“I can make you a maa.a.a.a.an …” Rocky Horror Show.
Or you can join me in the Peaks Challenge Falls Creek. Cycle 235km with 4,600 meters of climbing. The legs had better be loaded by now. In a week you can do very little to get fitter but you can ramp up the fatigue trying.
My preparation can be summarised thus …

Turning that into weekly averages gives 344km, 2,292m of climbing in 15 hours on the bike.
Volume alone is a poor measure of training. Intensity has a key role. I have endeavoured to keep up the quality by doing some interval training, hill repeats and racing. Finding a group ride has also helped to sharpen the output. The guys and girls have also been great mentors, given me heaps of encouragement and support. All of which has been most appreciated.
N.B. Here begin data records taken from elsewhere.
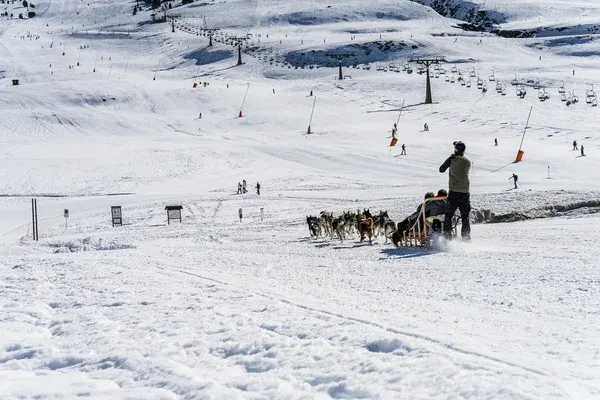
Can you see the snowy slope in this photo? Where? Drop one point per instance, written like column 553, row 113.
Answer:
column 218, row 309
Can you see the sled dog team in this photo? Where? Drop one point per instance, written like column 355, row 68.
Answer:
column 439, row 210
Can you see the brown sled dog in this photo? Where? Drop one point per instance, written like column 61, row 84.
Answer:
column 364, row 225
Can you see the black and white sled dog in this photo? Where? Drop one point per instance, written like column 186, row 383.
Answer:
column 314, row 226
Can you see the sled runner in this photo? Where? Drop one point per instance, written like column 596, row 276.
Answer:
column 420, row 234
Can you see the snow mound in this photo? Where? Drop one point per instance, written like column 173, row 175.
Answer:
column 88, row 244
column 388, row 346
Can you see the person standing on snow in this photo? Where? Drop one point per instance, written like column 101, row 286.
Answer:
column 459, row 195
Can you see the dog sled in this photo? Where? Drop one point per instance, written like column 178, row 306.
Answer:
column 421, row 233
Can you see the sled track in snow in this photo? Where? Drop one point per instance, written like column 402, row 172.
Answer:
column 425, row 338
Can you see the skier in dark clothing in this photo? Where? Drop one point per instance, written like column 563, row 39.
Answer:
column 515, row 178
column 459, row 184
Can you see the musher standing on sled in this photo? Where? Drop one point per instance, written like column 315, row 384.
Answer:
column 459, row 185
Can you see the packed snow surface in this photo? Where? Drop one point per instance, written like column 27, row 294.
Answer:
column 106, row 114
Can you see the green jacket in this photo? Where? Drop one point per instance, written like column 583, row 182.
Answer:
column 459, row 172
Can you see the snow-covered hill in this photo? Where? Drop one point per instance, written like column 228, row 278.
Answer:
column 107, row 112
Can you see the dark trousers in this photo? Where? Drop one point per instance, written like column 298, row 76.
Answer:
column 462, row 202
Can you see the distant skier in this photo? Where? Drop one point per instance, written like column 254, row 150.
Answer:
column 515, row 179
column 459, row 184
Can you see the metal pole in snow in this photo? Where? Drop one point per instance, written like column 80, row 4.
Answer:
column 311, row 115
column 399, row 114
column 156, row 70
column 526, row 126
column 244, row 101
column 126, row 65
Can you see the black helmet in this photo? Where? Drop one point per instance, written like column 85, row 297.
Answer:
column 460, row 146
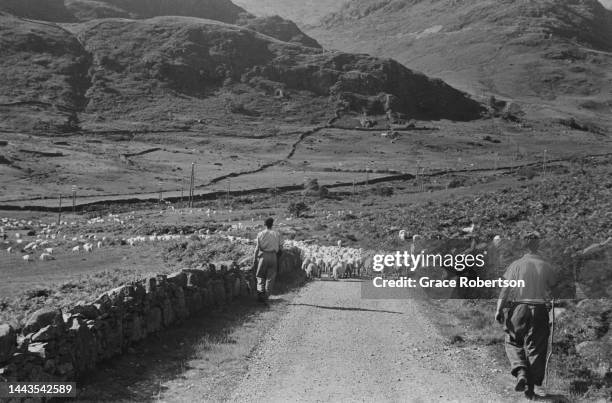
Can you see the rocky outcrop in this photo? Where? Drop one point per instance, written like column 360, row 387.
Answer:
column 55, row 345
column 279, row 28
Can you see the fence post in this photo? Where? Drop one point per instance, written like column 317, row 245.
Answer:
column 59, row 212
column 73, row 199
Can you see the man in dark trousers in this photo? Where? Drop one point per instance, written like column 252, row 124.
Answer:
column 269, row 244
column 527, row 323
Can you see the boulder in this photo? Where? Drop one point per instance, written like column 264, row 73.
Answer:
column 84, row 353
column 179, row 279
column 8, row 342
column 87, row 311
column 40, row 350
column 154, row 320
column 44, row 317
column 47, row 333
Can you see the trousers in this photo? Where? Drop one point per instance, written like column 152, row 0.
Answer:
column 527, row 330
column 267, row 269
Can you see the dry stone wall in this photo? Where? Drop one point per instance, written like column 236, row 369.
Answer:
column 60, row 345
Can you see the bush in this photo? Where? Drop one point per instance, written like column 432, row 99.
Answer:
column 383, row 190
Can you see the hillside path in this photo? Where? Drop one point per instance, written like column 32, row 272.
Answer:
column 332, row 345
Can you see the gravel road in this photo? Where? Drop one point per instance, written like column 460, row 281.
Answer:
column 332, row 345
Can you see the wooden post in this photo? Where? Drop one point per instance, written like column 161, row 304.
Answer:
column 229, row 184
column 73, row 199
column 191, row 186
column 59, row 212
column 182, row 191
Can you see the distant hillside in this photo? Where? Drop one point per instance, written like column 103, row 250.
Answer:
column 303, row 12
column 64, row 11
column 142, row 70
column 555, row 52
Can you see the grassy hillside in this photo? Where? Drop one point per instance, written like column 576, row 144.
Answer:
column 303, row 12
column 555, row 54
column 66, row 11
column 150, row 71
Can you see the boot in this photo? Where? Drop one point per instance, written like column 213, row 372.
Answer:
column 521, row 381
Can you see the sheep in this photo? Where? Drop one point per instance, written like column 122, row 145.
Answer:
column 46, row 256
column 338, row 270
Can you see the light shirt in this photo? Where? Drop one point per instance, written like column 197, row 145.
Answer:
column 538, row 275
column 269, row 240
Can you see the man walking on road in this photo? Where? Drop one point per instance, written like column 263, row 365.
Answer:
column 269, row 244
column 527, row 324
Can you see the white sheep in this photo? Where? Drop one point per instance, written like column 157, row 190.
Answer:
column 46, row 256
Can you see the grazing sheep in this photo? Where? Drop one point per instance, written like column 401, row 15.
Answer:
column 339, row 270
column 46, row 256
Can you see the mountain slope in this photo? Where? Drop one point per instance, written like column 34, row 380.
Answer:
column 64, row 11
column 552, row 51
column 153, row 69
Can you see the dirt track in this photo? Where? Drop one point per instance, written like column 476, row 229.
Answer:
column 332, row 345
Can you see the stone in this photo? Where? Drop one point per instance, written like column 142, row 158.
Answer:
column 40, row 350
column 168, row 316
column 154, row 320
column 179, row 279
column 84, row 352
column 87, row 311
column 219, row 297
column 43, row 317
column 47, row 333
column 150, row 284
column 8, row 342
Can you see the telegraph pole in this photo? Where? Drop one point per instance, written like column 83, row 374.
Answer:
column 73, row 199
column 191, row 187
column 59, row 212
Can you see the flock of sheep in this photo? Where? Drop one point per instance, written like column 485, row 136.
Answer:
column 44, row 241
column 336, row 261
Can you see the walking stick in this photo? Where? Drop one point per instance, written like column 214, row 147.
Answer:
column 550, row 341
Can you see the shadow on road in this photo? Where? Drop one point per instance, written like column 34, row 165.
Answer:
column 140, row 374
column 343, row 308
column 553, row 398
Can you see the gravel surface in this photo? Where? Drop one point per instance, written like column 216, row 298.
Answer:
column 332, row 345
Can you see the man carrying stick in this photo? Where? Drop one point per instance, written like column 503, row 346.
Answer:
column 269, row 244
column 526, row 323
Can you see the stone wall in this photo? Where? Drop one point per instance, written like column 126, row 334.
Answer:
column 61, row 345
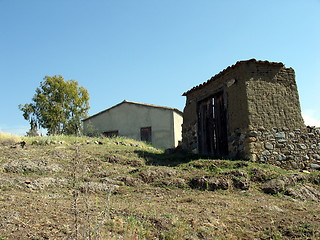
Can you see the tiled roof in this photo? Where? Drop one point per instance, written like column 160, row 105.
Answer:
column 237, row 64
column 136, row 103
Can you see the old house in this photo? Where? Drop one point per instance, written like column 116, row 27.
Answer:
column 250, row 110
column 160, row 126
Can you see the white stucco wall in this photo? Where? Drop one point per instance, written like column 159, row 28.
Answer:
column 129, row 118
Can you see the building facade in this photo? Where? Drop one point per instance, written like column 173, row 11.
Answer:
column 250, row 110
column 160, row 126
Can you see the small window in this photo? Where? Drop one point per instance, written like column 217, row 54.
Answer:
column 111, row 133
column 145, row 133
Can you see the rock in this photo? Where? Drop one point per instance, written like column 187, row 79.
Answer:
column 294, row 165
column 306, row 157
column 315, row 166
column 302, row 146
column 25, row 165
column 268, row 146
column 94, row 187
column 316, row 156
column 210, row 184
column 290, row 147
column 280, row 135
column 254, row 134
column 266, row 153
column 291, row 135
column 274, row 186
column 304, row 192
column 215, row 183
column 241, row 183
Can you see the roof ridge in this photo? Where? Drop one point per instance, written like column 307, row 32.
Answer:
column 137, row 103
column 228, row 69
Has it made me fitter? Yes it has.
I bought the road bike last May six months after I started riding. I added a power meter in July and was quick to do an FTP test. That involved 20 minutes going full gas, on the rivet, going for the doctor, blood sweat and tears, pain, suffering , you get the picture. The answer was 196 Watts.
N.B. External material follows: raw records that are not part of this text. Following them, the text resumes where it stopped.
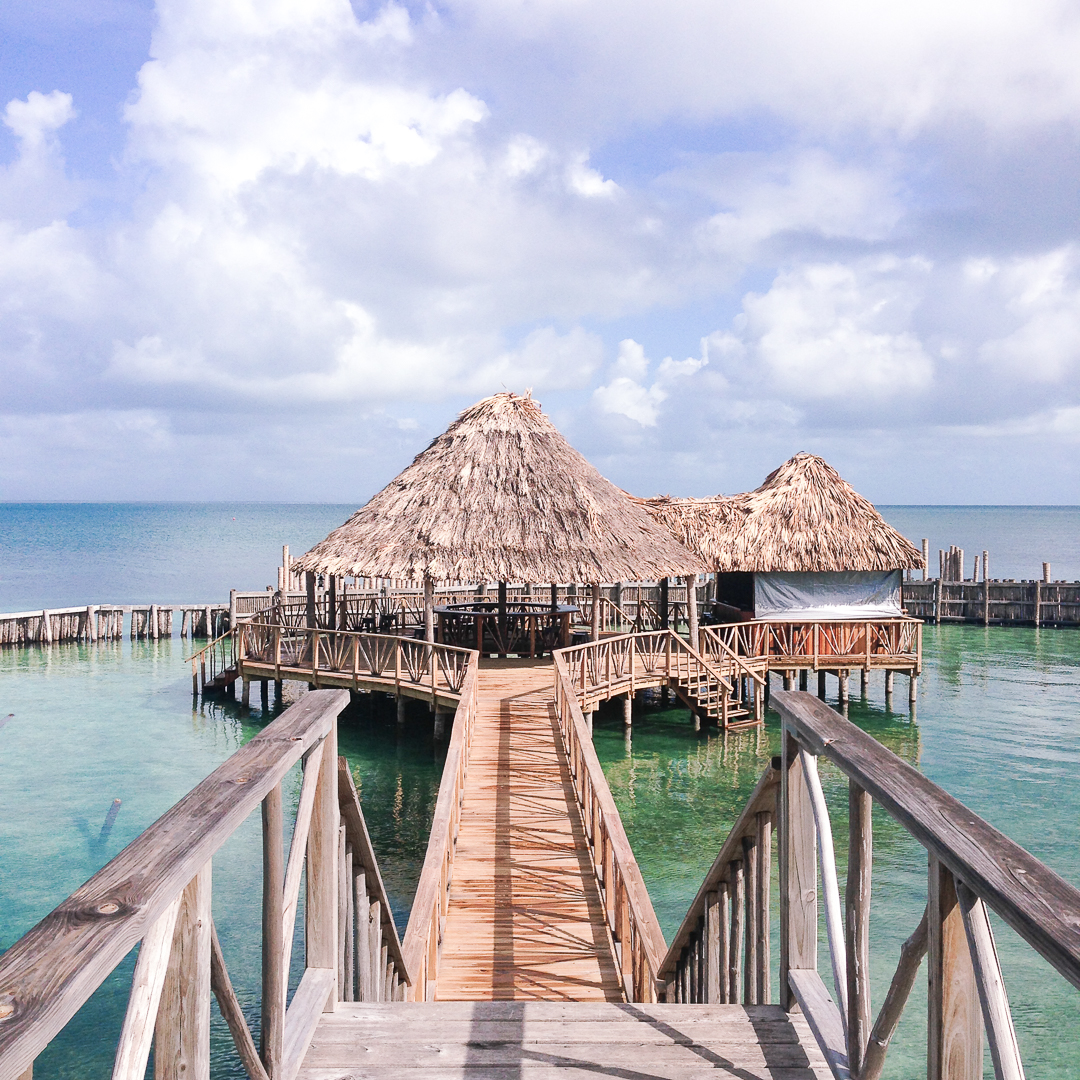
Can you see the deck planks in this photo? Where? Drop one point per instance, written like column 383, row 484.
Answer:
column 551, row 1040
column 525, row 916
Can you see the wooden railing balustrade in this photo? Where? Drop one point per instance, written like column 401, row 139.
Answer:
column 891, row 644
column 721, row 952
column 972, row 868
column 632, row 921
column 158, row 891
column 423, row 935
column 616, row 666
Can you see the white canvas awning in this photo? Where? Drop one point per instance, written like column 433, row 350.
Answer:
column 845, row 594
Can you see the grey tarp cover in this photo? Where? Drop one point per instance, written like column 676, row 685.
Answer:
column 845, row 594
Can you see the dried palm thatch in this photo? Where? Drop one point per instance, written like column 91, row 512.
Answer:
column 804, row 517
column 501, row 496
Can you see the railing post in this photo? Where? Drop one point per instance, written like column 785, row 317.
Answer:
column 181, row 1033
column 273, row 947
column 798, row 871
column 858, row 904
column 322, row 906
column 954, row 1022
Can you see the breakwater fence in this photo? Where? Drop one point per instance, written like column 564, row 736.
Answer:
column 959, row 594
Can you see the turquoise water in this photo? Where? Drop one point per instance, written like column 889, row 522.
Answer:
column 998, row 726
column 71, row 554
column 86, row 726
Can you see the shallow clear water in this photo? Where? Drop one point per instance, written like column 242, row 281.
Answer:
column 997, row 726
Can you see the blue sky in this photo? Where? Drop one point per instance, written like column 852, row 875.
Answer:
column 269, row 250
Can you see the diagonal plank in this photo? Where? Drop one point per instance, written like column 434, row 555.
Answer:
column 525, row 917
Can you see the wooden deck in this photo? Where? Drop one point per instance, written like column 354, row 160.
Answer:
column 525, row 917
column 547, row 1040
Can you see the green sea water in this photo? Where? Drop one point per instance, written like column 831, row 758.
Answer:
column 998, row 726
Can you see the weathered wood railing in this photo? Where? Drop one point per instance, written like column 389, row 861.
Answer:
column 633, row 923
column 158, row 891
column 423, row 935
column 892, row 644
column 616, row 666
column 720, row 953
column 337, row 657
column 972, row 867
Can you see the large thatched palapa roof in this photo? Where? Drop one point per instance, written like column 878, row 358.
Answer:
column 804, row 517
column 501, row 496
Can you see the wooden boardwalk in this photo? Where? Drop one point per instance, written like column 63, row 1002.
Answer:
column 525, row 916
column 548, row 1040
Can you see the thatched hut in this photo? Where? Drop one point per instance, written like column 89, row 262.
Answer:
column 802, row 545
column 501, row 496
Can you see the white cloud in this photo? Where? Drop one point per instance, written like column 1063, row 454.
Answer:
column 624, row 393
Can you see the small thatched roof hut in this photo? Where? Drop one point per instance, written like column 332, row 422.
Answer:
column 805, row 540
column 501, row 496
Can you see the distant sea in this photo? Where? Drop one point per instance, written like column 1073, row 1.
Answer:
column 69, row 554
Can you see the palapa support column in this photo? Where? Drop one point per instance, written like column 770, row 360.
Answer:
column 309, row 584
column 429, row 609
column 691, row 609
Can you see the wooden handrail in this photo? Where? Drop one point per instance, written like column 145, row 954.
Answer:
column 761, row 799
column 1040, row 906
column 50, row 972
column 423, row 933
column 633, row 921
I was in no hurry to do further FTP tests but as a Strava subscriber I have access to my critical power curve which gives me another way to estimate FTP. Using the first six weeks of power data Strava estimated my FTP at 190 Watts. The last six weeks provides an estimate of 237 Watts. (A Grand Tour rider would have an FTP of 400 plus.)
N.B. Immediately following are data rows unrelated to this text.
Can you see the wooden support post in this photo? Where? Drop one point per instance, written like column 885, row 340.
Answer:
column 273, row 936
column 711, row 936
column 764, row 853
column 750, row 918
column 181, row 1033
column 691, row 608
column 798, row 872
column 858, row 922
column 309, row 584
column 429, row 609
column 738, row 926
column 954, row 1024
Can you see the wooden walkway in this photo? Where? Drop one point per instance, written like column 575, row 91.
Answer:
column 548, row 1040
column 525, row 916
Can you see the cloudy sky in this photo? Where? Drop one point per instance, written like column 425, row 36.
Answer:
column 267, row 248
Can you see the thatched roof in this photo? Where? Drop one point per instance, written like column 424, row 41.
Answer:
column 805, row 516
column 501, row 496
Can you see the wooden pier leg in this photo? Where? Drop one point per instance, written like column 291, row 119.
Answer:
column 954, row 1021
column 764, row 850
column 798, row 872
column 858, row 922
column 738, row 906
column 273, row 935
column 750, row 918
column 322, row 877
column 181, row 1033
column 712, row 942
Back in the jogging boom when I ran the odd marathon the gold standard of endurance fitness was VO2max. In those days you had to head into the laboratory to find what that was. These days you just have to ask … your watch. My Garmin watch estimates mine to be 51 ml/kg/min – up from the low 40’s seven months ago. (Above average for an adult male but an elite athlete will be in the range 65 to 80).
The bike was serviced just a few weeks ago. It has a new chain and fresh tyres. The cassette has been replaced with an 11 – 32 giving me a slightly lower gear than I had. That will help on the hills. It goes for a final tweak in a couple of days. I will have to put a rear reflector on it before the big day – the organisers insist that bikes be road legal (I ride in the day with two flashing red lights to the rear, one of which is also a radar. There isn’t room for a reflector and safer to boot. Ours not to reason why.)
The week past has been a big one. It included a trip to the Grampians with a couple of rides up Mount William. The last couple of kilometers to the summit have an average gradient of 12%, there are spots where I struggled to keep the front wheel on the ground. This is steeper than the worst sections of the Peaks Challenge. The bonus though is that the climb offers the prettiest views of any ride in the state of Victoria.

It’s now time for the taper. Training too hard will find you fatigued at the starting line. If you don’t train at all you start to lose condition. How best to balance freshness and fitness? The right answer probably varies from person to person and is best sorted out by trial and error. I have no recent experience to draw on so it has to be generic. Having consulted the literature my intention is to maintain the intensity but halve the volume.
And what about some carbohydrate loading? My day to day diet is low carb but come Friday I’ll be enjoying some pasta, Saturday some rice. I’m sure my body will stack away glycogen like there’s no tomorrow.